Quando se fazem os debates orçamentais com este Governo, estamos a fazer um debate de ficção, todos os valores apresentados, quer para o investimento público quer para a despesa, não correspondem à realidade porque posteriormente o Governo, através do Ministério das Finanças, resolve fazer cativações recorde”, criticou o deputado do PSD Duarte Pacheco, em declarações à Lusa.

O Diário de Notícias contabilizou hoje as cativações feitas pelo atual Governo, concluindo que o executivo socialista congelou mais despesa em três anos - 2.000 milhões - do que o anterior Governo PSD/CDS em toda a legislatura, isto é, 1.950 milhões.

O coordenador social-democrata na Comissão de Orçamento e Finanças frisou que, “se nos tempos da troika as cativações foram necessárias”, este Governo recorreu mais e vai continuar a recorrer a este instrumento, num cenário económico-financeiro de normalidade.

No próximo ano, vai repetir-se a mesma coisa, logo está falseada a discussão orçamental. O Governo anuncia mais milhões para aqui e mais milhões para acolá, mas nem sequer tem intenção de concretizar aquilo que anuncia”, lamentou Duarte Pacheco.

Salientando que o PSD tem denunciado repetidamente esta prática, Duarte Pacheco disse esperar que o ministro das Finanças esclareça até ao final do debate orçamental “onde vai fazer as cativações” em 2019.

Ele sabe, mas recusa dizer onde. O debate orçamental que se vai iniciar na próxima segunda-feira voltará a estar marcado por estas perguntas, pode ser que até ao final do debate, pelo menos uma vez, o ministro consiga dar uma resposta a esta pergunta”, desafiou.

Caso contrário, acusou, o Governo “está a enganar os portugueses, o pParlamento e até os parceiros de coligação que o apoiam”.

Na sexta-feira, Mário Centeno afirmou no Parlamento que as cativações atingiram um valor próximo de 500 milhões de euros em 2018, remetendo para "os próximos dias" o montante referente a 2019.

O governante respondia aos deputados dos vários partidos que o questionaram sobre o valor das cativações, depois de Duarte Pacheco lhe ter atribuído o "cognome" de “Mário, o cativador”.

O debate na especialidade do Orçamento do Estado para o próximo ano começará na próxima segunda-feira e a votação final global do documento está marcada para 29 de novembro.

Rio diz que documento “acaba por ser uma mentira”

O líder do PSD afirmou hoje que um Orçamento do Estado (OE) com um "número elevado" de cativações "acaba por ser uma mentira" porque o Parlamento aprova um documento, "mas, depois, o Governo executa daquilo o que lhe apetece".

É preciso que as pessoas entendam isso, é que o OE quando tem um número elevado de cativações acaba por ele próprio ser uma mentira porque é aprovado um OE no parlamento, mas, depois, o Governo executa daquilo o que lhe apetece, não executa tudo", afirmou Rui Rio, em Braga.
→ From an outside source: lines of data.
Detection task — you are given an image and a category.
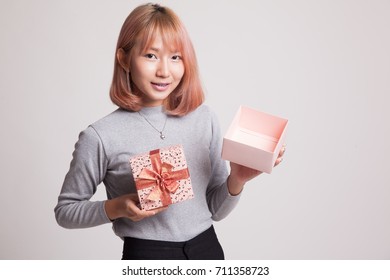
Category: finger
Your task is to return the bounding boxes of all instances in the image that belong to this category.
[274,157,283,167]
[279,145,286,157]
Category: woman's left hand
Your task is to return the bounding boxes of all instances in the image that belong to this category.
[228,145,286,195]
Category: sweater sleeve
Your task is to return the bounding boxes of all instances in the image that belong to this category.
[54,126,110,228]
[206,109,240,221]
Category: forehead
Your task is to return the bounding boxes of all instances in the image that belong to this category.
[136,29,183,52]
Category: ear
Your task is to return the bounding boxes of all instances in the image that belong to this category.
[116,48,130,72]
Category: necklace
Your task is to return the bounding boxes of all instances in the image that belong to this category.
[138,112,168,140]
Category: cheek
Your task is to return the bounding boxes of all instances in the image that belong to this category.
[174,65,184,80]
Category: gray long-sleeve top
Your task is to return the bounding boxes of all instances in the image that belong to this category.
[55,105,240,241]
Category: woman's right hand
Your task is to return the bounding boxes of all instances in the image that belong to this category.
[104,193,168,222]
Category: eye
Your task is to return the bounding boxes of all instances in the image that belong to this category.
[172,55,181,61]
[145,53,157,59]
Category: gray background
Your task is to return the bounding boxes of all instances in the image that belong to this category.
[0,0,390,259]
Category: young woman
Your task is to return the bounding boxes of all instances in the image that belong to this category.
[55,4,284,259]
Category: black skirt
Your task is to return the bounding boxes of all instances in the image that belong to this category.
[122,226,225,260]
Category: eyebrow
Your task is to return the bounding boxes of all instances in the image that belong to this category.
[148,47,180,53]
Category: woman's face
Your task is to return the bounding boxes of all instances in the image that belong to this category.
[130,35,184,107]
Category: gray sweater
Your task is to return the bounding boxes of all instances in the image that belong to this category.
[55,105,239,241]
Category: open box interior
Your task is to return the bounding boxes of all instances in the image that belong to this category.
[227,106,287,153]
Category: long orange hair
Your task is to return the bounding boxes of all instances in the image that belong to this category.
[110,4,204,116]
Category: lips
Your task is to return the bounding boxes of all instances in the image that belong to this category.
[151,82,169,91]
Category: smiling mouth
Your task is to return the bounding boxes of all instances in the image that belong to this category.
[152,82,170,91]
[152,82,169,87]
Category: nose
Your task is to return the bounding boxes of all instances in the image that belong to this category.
[156,59,169,78]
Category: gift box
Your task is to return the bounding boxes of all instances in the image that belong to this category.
[222,106,288,173]
[130,145,194,210]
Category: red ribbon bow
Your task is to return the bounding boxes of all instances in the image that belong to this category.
[136,150,190,206]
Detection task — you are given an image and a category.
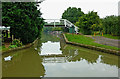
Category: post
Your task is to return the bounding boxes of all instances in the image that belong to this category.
[102,32,103,36]
[54,20,55,27]
[64,20,66,27]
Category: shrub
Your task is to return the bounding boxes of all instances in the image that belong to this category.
[12,39,22,47]
[9,45,18,48]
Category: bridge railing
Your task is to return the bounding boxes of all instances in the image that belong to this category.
[44,19,78,32]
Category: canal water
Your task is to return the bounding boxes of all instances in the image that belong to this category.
[2,32,119,77]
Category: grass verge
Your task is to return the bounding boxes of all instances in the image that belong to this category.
[96,34,120,39]
[65,34,120,50]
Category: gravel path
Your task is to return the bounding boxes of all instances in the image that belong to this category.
[86,35,120,48]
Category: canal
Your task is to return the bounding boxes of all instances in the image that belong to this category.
[2,32,119,77]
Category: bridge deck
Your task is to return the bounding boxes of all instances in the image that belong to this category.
[44,25,65,27]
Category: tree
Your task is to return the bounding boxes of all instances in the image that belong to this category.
[2,2,44,44]
[62,7,84,23]
[75,11,101,34]
[102,15,120,35]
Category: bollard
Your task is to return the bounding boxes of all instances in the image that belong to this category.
[94,33,95,36]
[102,32,103,36]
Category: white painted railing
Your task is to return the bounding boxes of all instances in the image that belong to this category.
[44,19,78,33]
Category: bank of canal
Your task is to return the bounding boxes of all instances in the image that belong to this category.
[2,32,119,77]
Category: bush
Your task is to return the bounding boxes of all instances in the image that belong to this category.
[102,15,120,35]
[12,39,22,47]
[9,45,18,48]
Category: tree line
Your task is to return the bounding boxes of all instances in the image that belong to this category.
[62,7,120,36]
[2,2,44,44]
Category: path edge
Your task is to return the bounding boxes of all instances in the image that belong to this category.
[62,33,120,56]
[1,38,38,55]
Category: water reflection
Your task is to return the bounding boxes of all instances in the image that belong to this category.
[2,33,118,77]
[2,48,45,77]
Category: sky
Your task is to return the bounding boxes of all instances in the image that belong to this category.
[40,0,120,19]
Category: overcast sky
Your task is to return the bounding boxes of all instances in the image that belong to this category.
[40,0,120,19]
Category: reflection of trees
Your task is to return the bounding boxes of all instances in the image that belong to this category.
[2,47,45,77]
[101,55,120,68]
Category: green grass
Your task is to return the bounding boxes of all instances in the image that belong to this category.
[0,46,10,51]
[96,34,120,39]
[65,34,120,50]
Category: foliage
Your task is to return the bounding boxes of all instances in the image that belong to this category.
[76,11,102,34]
[43,27,64,32]
[2,2,44,44]
[62,7,84,23]
[97,34,120,39]
[102,15,120,35]
[9,45,17,48]
[65,34,119,50]
[12,39,22,47]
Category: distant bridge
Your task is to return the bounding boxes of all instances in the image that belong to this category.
[44,19,78,33]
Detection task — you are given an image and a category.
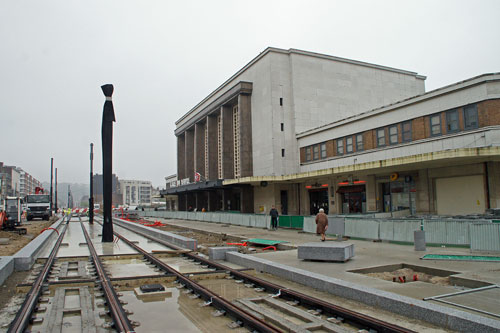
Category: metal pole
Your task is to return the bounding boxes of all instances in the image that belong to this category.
[49,157,54,216]
[54,168,57,213]
[89,143,94,224]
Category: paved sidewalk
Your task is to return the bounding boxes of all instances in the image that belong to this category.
[156,215,500,319]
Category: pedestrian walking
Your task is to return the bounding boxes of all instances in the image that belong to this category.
[269,205,279,230]
[316,208,328,242]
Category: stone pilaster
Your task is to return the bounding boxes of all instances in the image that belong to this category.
[238,94,253,177]
[220,106,234,179]
[184,130,194,182]
[194,123,206,180]
[240,185,254,214]
[207,116,218,180]
[177,133,186,179]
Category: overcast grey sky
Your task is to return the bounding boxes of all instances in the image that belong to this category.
[0,0,500,187]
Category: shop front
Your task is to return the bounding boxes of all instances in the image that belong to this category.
[337,181,366,214]
[306,184,329,215]
[380,174,416,215]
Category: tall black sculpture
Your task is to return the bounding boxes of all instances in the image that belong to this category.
[101,84,115,242]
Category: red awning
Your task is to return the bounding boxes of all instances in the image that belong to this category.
[337,185,365,193]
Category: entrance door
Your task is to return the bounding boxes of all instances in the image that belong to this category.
[280,191,288,215]
[309,188,328,215]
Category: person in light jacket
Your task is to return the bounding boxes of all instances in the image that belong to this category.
[316,208,328,242]
[269,205,279,230]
À margem de uma reunião com militantes do distrito, o líder social-democrata referiu ainda que a questão das cativações de despesa deve preocupar em particular bloquistas e comunistas.
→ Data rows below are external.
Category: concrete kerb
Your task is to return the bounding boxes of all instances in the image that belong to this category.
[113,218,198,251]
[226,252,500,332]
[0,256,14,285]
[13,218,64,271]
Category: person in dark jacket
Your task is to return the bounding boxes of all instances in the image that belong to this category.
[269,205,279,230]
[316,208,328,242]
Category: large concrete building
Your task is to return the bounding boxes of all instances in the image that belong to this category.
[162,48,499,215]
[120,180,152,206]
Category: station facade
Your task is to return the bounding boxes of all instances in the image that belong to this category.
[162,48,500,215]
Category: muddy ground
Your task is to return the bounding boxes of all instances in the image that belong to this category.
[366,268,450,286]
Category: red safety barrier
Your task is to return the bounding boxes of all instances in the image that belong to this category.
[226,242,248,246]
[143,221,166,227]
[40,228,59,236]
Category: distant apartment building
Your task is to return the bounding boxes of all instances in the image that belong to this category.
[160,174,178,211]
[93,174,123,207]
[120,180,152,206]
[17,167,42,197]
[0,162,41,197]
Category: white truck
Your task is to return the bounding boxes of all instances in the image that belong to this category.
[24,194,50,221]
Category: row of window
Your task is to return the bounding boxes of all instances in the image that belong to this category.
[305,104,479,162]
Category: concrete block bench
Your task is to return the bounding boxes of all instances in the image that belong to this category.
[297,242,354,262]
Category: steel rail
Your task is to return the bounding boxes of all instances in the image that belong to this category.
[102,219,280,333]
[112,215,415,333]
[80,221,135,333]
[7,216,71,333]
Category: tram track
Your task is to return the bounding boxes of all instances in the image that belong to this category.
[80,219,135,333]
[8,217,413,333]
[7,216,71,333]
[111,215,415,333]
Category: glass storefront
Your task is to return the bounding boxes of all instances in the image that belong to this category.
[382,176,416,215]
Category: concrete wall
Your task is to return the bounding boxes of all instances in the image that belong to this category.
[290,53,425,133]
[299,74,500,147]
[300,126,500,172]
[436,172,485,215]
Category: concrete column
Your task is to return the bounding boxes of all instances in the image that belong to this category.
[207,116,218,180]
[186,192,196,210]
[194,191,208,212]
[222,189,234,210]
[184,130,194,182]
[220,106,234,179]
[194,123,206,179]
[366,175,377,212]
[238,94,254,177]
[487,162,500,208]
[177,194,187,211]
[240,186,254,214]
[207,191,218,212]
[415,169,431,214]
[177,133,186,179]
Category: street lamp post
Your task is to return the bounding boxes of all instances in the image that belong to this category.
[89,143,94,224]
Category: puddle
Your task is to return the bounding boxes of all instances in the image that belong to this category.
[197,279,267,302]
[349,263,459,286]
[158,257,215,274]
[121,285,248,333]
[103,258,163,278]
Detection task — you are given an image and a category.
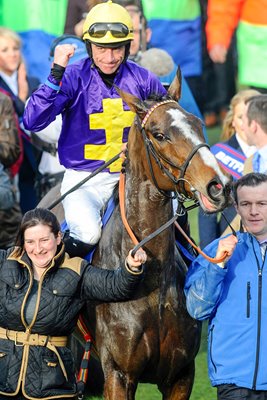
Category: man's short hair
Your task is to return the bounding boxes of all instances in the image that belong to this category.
[232,172,267,204]
[245,94,267,134]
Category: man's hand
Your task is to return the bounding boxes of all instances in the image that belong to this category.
[209,44,227,64]
[216,235,238,262]
[54,44,75,68]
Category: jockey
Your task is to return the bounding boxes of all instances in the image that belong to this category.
[23,0,166,257]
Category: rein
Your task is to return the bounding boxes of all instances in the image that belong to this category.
[119,172,228,264]
[46,152,125,210]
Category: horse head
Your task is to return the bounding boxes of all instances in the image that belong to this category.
[117,68,231,213]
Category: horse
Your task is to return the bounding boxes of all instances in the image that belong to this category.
[39,73,230,400]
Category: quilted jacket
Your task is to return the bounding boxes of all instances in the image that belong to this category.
[0,245,142,399]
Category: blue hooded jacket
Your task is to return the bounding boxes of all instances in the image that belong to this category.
[185,233,267,390]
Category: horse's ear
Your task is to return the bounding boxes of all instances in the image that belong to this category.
[115,86,148,120]
[168,66,182,101]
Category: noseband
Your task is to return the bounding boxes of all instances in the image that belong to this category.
[141,100,209,201]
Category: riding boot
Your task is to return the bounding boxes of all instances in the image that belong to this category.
[63,236,96,258]
[175,213,197,266]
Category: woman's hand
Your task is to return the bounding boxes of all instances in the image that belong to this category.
[126,249,147,271]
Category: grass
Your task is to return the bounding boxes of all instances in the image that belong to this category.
[90,322,216,400]
[90,127,220,400]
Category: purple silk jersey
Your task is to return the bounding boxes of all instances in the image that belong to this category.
[23,58,166,172]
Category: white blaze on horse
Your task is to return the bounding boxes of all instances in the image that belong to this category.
[39,69,230,400]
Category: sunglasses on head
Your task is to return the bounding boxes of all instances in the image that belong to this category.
[88,22,129,39]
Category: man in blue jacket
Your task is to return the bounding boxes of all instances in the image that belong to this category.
[23,0,166,257]
[185,173,267,400]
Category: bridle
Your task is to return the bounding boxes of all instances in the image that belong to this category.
[141,100,209,202]
[122,100,231,264]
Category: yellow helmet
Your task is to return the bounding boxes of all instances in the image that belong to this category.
[83,0,133,47]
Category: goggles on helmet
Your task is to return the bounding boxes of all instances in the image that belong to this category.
[88,22,131,39]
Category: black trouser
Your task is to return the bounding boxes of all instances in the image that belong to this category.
[217,385,267,400]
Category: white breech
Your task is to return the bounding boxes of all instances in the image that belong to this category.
[61,169,119,245]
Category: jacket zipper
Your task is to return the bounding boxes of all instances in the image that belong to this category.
[252,268,262,390]
[247,282,251,318]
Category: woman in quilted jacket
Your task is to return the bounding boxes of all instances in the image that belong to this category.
[0,208,146,399]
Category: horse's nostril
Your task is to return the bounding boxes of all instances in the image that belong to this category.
[207,181,223,201]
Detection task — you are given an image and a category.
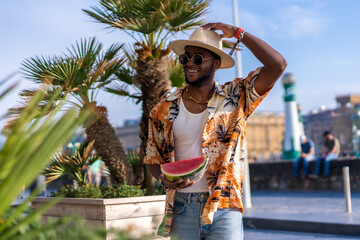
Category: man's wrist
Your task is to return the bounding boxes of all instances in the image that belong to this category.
[234,28,245,42]
[159,178,171,191]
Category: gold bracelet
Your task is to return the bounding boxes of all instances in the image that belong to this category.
[159,178,171,191]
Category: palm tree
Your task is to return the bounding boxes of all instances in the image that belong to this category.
[0,78,95,239]
[10,38,134,184]
[43,141,98,186]
[83,0,210,191]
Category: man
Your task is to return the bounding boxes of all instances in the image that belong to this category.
[314,131,340,178]
[293,136,315,178]
[145,23,287,240]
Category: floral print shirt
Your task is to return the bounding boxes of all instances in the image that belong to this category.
[144,68,268,236]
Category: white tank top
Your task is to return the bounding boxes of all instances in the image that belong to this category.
[173,98,209,193]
Esta mentira é grave para todos os portugueses, mas é particularmente grave para o BE e o PCP que andaram a negociar um determinado Orçamento com o Governo, mas o Governo nem cumpre o que acordou com os seus parceiros", apontou.

Quanto ao PSD, considerou que o partido tem de encarar a questão de uma forma diferente de BE e PCP.
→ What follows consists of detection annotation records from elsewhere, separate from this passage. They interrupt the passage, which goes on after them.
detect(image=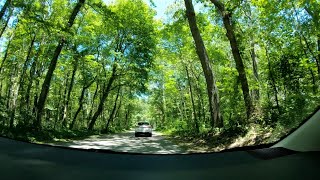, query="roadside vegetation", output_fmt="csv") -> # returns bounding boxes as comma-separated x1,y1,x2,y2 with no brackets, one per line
0,0,320,151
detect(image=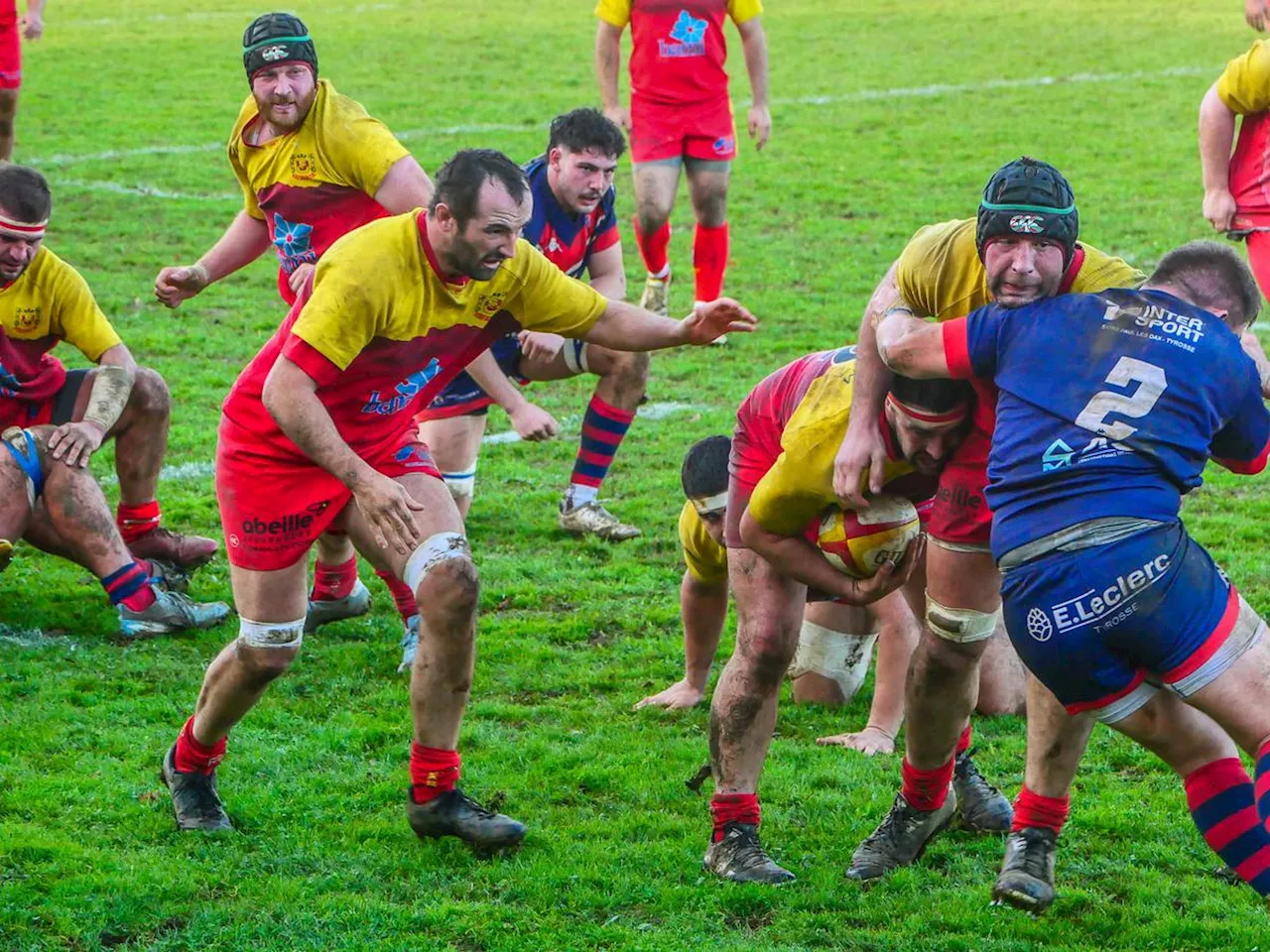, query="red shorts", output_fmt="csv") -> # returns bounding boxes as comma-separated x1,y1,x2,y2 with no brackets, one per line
0,10,22,89
631,98,736,163
216,416,441,571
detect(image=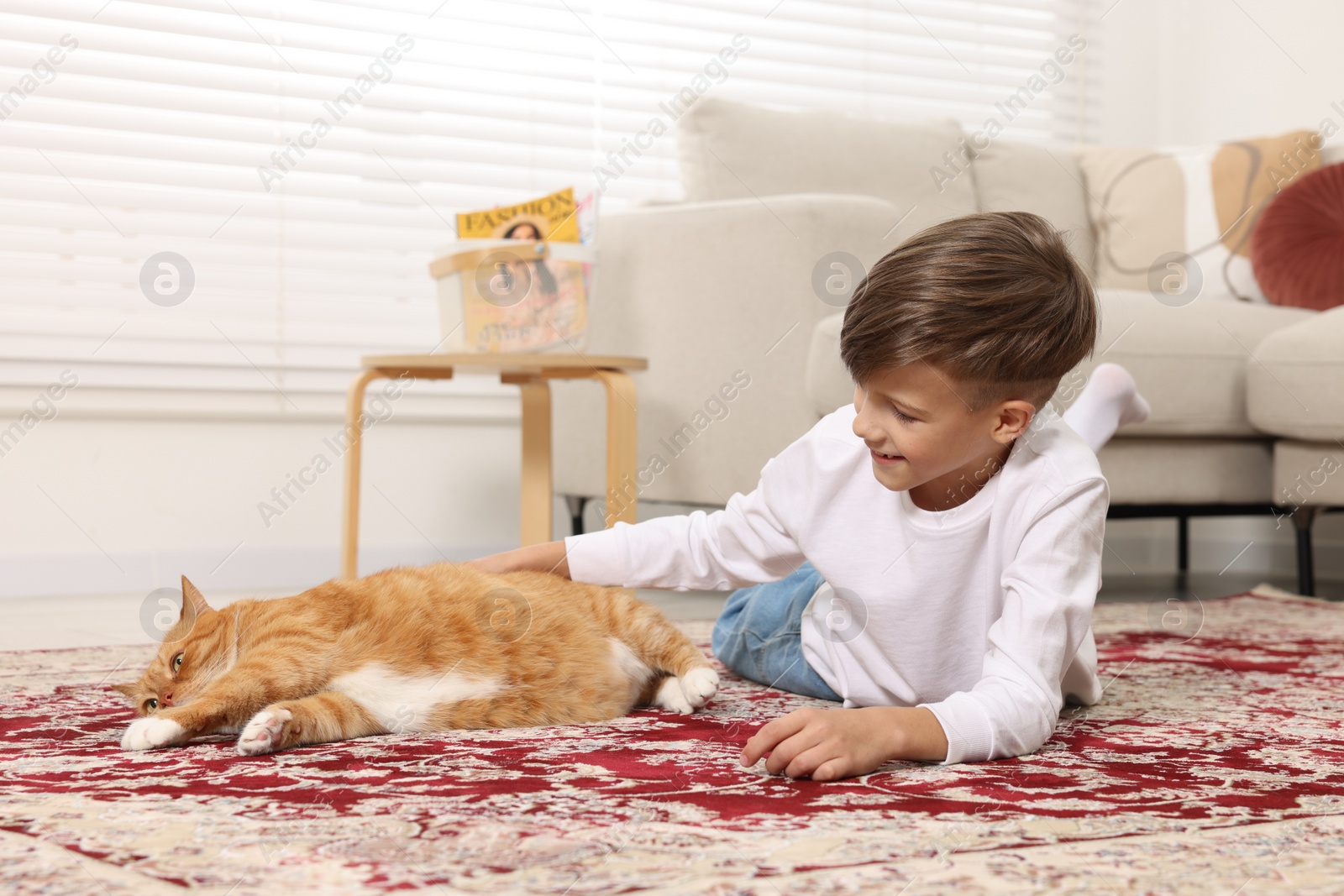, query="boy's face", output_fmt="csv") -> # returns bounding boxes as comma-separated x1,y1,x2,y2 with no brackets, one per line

Nós estamos numa perspetiva diferente, estamos numa perspetiva dos portugueses e, portanto, o Orçamento que é aprovado no arlamento, enfim, vale o que vale, o Governo depois lá dirá o que quer", salientou.

Rui Rio apontou como exemplo a questão do défice inscrito no OE e no previsto pelo executivo como prova da "mentira" que aquele documento pode ser.

Este Governo, neste orçamento, a ser assim como está, vai ser aprovado um défice de 975 milhões de euros e o Governo diz que só vai ser 385. Para que isso seja verdade, muito daquilo que está como despesa já sabemos de antemão que não vai ser executado. Ou então, há uma segunda mentira, que é a mentira do próprio défice que é muito superior aquilo que o Governo diz que é. É uma trapalhada."